CCA’s comments supported arguments already made before the CPUC that it does not have authority to regulate VoIP services and would be preempted by federal law. Our primary focus, however, was to ensure that the CPUC adopt policy positions that further the best interest of California’s business community and the CCA members that serve those businesses by providing sophisticated, over-the-top, cloud-based unified communications products to businesses of all sizes. California’s existing service quality rules exempt “large businesses,” defined as those with six or more access lines, and exempt non-facilities-based providers defined as those providers that do not own or manage the last mile connection.

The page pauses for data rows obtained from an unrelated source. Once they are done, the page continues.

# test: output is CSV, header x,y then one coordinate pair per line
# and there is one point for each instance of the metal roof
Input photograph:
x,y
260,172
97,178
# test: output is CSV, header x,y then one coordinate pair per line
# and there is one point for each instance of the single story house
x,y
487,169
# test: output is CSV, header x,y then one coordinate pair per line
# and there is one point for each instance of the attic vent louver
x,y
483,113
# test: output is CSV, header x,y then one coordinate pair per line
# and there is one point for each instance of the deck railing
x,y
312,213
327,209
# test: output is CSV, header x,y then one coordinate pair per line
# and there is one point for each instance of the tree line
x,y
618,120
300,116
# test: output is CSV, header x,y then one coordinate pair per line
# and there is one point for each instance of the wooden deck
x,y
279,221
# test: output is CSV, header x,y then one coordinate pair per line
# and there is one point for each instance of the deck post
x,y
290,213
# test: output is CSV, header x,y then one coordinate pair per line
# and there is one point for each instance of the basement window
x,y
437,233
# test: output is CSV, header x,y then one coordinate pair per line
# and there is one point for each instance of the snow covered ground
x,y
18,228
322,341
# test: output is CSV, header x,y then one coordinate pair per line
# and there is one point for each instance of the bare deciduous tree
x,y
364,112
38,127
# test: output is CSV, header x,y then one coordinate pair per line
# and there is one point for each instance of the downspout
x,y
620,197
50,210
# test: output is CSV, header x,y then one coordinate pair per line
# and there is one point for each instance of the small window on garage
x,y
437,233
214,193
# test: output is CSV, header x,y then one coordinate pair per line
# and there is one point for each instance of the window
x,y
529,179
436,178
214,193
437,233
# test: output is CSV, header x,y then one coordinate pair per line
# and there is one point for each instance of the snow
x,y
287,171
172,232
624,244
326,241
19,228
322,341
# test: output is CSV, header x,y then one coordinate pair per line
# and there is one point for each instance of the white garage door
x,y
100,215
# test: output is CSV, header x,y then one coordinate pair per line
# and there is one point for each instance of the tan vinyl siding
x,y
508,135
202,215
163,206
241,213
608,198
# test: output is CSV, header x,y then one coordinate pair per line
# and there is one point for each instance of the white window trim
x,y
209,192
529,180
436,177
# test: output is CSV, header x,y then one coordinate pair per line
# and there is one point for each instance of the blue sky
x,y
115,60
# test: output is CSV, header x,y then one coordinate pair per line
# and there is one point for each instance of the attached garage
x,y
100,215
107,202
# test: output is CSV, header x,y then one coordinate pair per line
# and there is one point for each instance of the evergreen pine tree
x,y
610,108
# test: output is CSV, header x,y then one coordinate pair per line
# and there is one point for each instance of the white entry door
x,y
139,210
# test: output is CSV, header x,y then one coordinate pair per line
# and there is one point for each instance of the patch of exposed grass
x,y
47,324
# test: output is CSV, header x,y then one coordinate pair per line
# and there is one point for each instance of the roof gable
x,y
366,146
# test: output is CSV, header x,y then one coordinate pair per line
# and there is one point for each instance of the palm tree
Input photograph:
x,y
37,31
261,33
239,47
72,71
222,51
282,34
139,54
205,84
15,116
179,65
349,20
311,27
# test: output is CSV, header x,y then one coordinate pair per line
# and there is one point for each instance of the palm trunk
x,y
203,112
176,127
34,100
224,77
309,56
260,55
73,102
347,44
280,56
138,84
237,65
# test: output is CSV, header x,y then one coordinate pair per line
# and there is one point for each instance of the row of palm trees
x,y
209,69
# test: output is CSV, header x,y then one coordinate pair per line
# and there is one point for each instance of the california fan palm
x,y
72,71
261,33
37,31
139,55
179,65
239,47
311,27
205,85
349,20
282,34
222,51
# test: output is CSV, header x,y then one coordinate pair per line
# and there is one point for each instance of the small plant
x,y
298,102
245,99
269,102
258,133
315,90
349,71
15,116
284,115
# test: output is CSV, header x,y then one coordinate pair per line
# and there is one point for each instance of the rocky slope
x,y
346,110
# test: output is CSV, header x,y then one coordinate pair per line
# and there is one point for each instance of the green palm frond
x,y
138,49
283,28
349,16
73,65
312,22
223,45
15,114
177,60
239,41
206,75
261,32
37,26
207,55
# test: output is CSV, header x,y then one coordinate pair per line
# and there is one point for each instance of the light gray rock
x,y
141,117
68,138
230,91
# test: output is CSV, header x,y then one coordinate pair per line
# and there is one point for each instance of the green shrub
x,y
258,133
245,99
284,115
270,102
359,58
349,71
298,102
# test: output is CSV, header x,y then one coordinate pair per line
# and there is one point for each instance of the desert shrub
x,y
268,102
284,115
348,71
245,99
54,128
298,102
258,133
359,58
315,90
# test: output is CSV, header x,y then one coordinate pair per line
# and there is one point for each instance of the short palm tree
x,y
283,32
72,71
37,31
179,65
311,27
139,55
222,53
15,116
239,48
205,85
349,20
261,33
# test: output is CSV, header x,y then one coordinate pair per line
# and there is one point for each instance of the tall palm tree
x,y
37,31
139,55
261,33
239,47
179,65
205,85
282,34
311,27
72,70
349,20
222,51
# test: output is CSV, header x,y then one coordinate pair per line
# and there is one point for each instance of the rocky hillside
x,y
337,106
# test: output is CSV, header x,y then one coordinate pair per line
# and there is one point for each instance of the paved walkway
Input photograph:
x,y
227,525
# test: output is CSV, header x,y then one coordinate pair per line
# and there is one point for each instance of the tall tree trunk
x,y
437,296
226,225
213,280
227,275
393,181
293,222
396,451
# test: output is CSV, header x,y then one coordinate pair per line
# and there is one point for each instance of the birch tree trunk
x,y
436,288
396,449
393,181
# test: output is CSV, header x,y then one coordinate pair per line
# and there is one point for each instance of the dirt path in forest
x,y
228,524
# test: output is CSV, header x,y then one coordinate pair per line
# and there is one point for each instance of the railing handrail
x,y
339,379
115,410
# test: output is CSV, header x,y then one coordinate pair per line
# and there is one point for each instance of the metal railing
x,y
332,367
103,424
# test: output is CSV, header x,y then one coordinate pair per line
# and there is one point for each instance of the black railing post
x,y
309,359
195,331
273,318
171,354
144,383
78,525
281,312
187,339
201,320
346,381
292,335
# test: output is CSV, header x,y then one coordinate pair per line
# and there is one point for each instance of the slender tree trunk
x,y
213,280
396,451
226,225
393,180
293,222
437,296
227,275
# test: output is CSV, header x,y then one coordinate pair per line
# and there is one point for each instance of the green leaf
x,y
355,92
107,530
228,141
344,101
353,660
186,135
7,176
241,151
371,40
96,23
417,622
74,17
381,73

CCA urged the CPUC to not only retain those exemptions should it adopt service quality metrics on VoIP service but to go further by exempting all business-class services. CCA pointed out that cloud-based services are available to any size business with a broadband connection and that robust competition and market forces, rather than prescriptive regulation, best ensures service quality. CCA will continue to monitor this proceeding and advocate on behalf of its members’ interests.